Suggestion: fossar; ir; irdes; irem; ires
Rule source: /org/languagetool/rules/pt/grammar.xml
Depois de ser incansavelmente perseguida por Apolo, Dafne suplicou para seu pai para que fosse transformada em um loureiro.
(in this example, “fosse”)
Here is the rule so far:
<!-- PARA QUE SAIBAM para saberem -->
<rule id='PARA_QUE_VERB' name="Para que + Verbo → Para + Verbo ">
<!-- Created by Marco A.G.Pinto, Portuguese rule 2021-04-19 (17-MAR-2021+) -->
<!--
Isto é para que saibam o que acontece. → Isto é para saberem o que acontece.
-->
<pattern>
<token>para</token>
<marker>
<token>que</token>
<token postag='VMM0..+' postag_regexp='yes'/>
</marker>
<and>
<token negate_pos="yes" postag='SPS.+' postag_regexp='yes'/>
<token negate="yes" inflected='yes'>ir</token>
</and>
</pattern>
<message>Esta perífrase pode ser simplificada.</message>
<suggestion><match no='3' postag='VMM0..+' postag_regexp="yes" postag_replace='VMN0..+'/></suggestion>
<example correction="saber|saberdes|saberem|saberes|sabermos">Isto é para <marker>que saibam</marker> o que acontece.</example>
</rule>
From what I see, this can be solved by being more specific. First of all, “saibam”, for example, is a subjunctive form (needed because of “para que”), not an imperative, so VMSP... should accommodate those forms. And if you add those three ... to the infinitivo pessoal (VMN0), it appears to work precisely. Can you work with this?

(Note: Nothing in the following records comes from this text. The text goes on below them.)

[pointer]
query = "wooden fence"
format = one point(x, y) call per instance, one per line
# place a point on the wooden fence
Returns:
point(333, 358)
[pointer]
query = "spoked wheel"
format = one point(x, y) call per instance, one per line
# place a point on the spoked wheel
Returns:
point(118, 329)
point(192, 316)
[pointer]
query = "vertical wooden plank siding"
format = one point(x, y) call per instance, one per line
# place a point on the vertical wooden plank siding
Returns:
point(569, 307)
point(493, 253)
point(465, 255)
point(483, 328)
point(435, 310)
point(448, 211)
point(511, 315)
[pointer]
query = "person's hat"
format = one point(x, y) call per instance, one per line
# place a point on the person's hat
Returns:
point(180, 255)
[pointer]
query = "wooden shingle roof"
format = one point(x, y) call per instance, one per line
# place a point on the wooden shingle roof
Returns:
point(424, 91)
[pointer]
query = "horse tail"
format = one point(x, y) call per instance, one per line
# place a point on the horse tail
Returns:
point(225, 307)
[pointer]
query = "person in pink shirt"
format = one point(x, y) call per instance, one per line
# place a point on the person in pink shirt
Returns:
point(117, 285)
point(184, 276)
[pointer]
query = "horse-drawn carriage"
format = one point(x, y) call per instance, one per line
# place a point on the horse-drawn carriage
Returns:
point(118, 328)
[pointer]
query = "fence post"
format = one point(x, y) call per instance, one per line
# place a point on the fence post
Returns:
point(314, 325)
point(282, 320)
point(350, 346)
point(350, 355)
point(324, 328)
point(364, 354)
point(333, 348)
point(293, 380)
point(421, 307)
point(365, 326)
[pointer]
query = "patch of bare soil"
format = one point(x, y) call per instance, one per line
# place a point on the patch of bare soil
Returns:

<!-- PARA QUE SAIBAM para saberem -->
<rule id='PARA_QUE_VERB' name="Para que + Verbo → Para + Verbo ">
<!-- Created by Marco A.G.Pinto, Portuguese rule 2021-04-19 (17-MAR-2021+) -->
<!--
Isto é para que saibam o que acontece. → Isto é para saberem o que acontece.
-->
<pattern>
<token>para</token>
<marker>
<token>que</token>
<token postag='VMSP...' postag_regexp='yes'/>
</marker>
<and>
<token negate_pos="yes" postag='SPS.+' postag_regexp='yes'/>
<token negate="yes" inflected='yes'>ir</token>
</and>
</pattern>
<message>Esta perífrase pode ser simplificada.</message>
<suggestion suppress_misspelled="yes"><match no='3' postag='(VMSP)(...)' postag_regexp="yes" postag_replace='VMN0$2'/></suggestion>
<example correction="saberem">Isto é para <marker>que saibam</marker> o que acontece.</example>
</rule>
Yes, those sometimes are puzzles, but they are fun to solve
I wasn’t sure in this case either. Plus, sometimes the tagger might not do what we expect it do you. What I did was checking what the tagger actually did with those sentences (Análise de Texto - LanguageTool).
These capturing groups are super useful and easy to use, even though they look barbarian.
Dividing your regexp up in capturing groups (using parentheses) and referring to them as $1, $2 etc. (starting with 1, for whatever reason ) is very handy (both for regexp_replacing postags and tokens).